Transportation Secretary Pete Buttigieg discussed the Biden administration’s efforts to fund rail safety following the train derailment in East Palestine, Ohio, as lawmakers from both sides of the aisle push him to address the disaster.
Local and state authorities evacuated all residents within one mile of the crash and started a controlled burn of the volatile chemicals to decrease the risk of an explosion. Vinyl chloride, a carcinogen used to manufacture PVC, was released from five train cars in the form of massive plumes of dark smoke visible throughout eastern Ohio and western Pennsylvania.
Buttigieg said on social media Tuesday evening that he “wanted to share” rail safety efforts from the administration “in the wake of the East Palestine derailment and its impact on hundreds of residents.” He mentioned “historic investments on rail safety” through the Bipartisan Infrastructure Law, a piece of legislation signed in November 2021 by President Joe Biden.
Among the efforts cited by Buttigieg included $120 million issued last summer to improve railway safety, $32.4 million to strengthen local hazardous material incident responses, and $3 billion for the Railroad Crossing Elimination Program. “In too many communities across America, outdated railroad crossings are unsafe, result in lengthy wait times, and can even create significant delays in our supply chains,” Buttigieg said in a statement about the initiative. “We can improve rail crossings and help people and goods get where they need to go more safely.”
Buttigieg also said the administration has been “constrained” on rail safety as a result of a “braking rule withdrawn by the Trump administration in 2018 because of a law passed by Congress in 2015.” He added that he is “always ready to work with Congress” on furthering or restoring “capacity to address rail safety issues” at his agency.
The remarks came after several Republicans and Democrats, including Rep. Ilhan Omar (D-MN), pushed Buttigieg for “direct action” and criticized other senior officials for their response to the train derailment. Buttigieg nevertheless appeared at the National Association of Counties Conference on Monday to discuss matters such as racial equity in the construction sector, even as he failed to mention the crisis. Buttigieg finally broke his silence through another social media post on Monday, which promised that he is “concerned about the impacts” of the derailment on local families “in the ten days since their lives were upended through no fault of their own.”
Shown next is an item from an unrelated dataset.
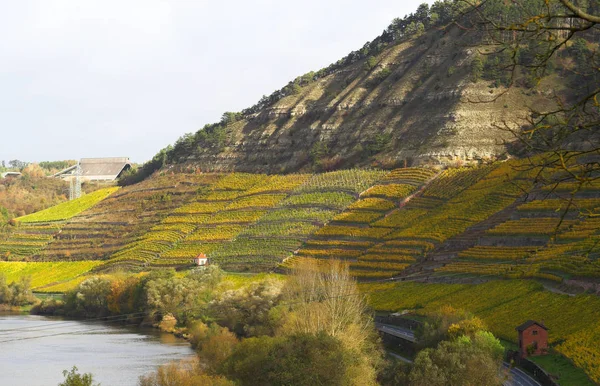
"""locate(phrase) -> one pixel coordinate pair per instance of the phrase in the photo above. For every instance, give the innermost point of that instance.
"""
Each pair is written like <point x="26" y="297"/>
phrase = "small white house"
<point x="201" y="260"/>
Buttigieg, who served as mayor of South Bend, Indiana, before gaining a national profile by running for the Democratic presidential nomination, has been the subject of multiple controversies during his service at the Transportation Department. The official took months of paid leave last year after he adopted twins, even as the supply chain crisis dampened the economy and worsened inflationary pressures. Buttigieg likewise vacationed in Portugal as rail workers were preparing to strike at the end of last year.
He also faced criticism for the system outage at the Federal Aviation Administration, which caused all flights nationwide to be grounded for several hours last month, as well as the administration’s handling of the Chinese surveillance balloon that was permitted to traverse the entire continental United States. One analysis from The Daily Wire noted that the Transportation Department has prioritized “institutionalizing equity” at the agency under Buttigieg’s tenure.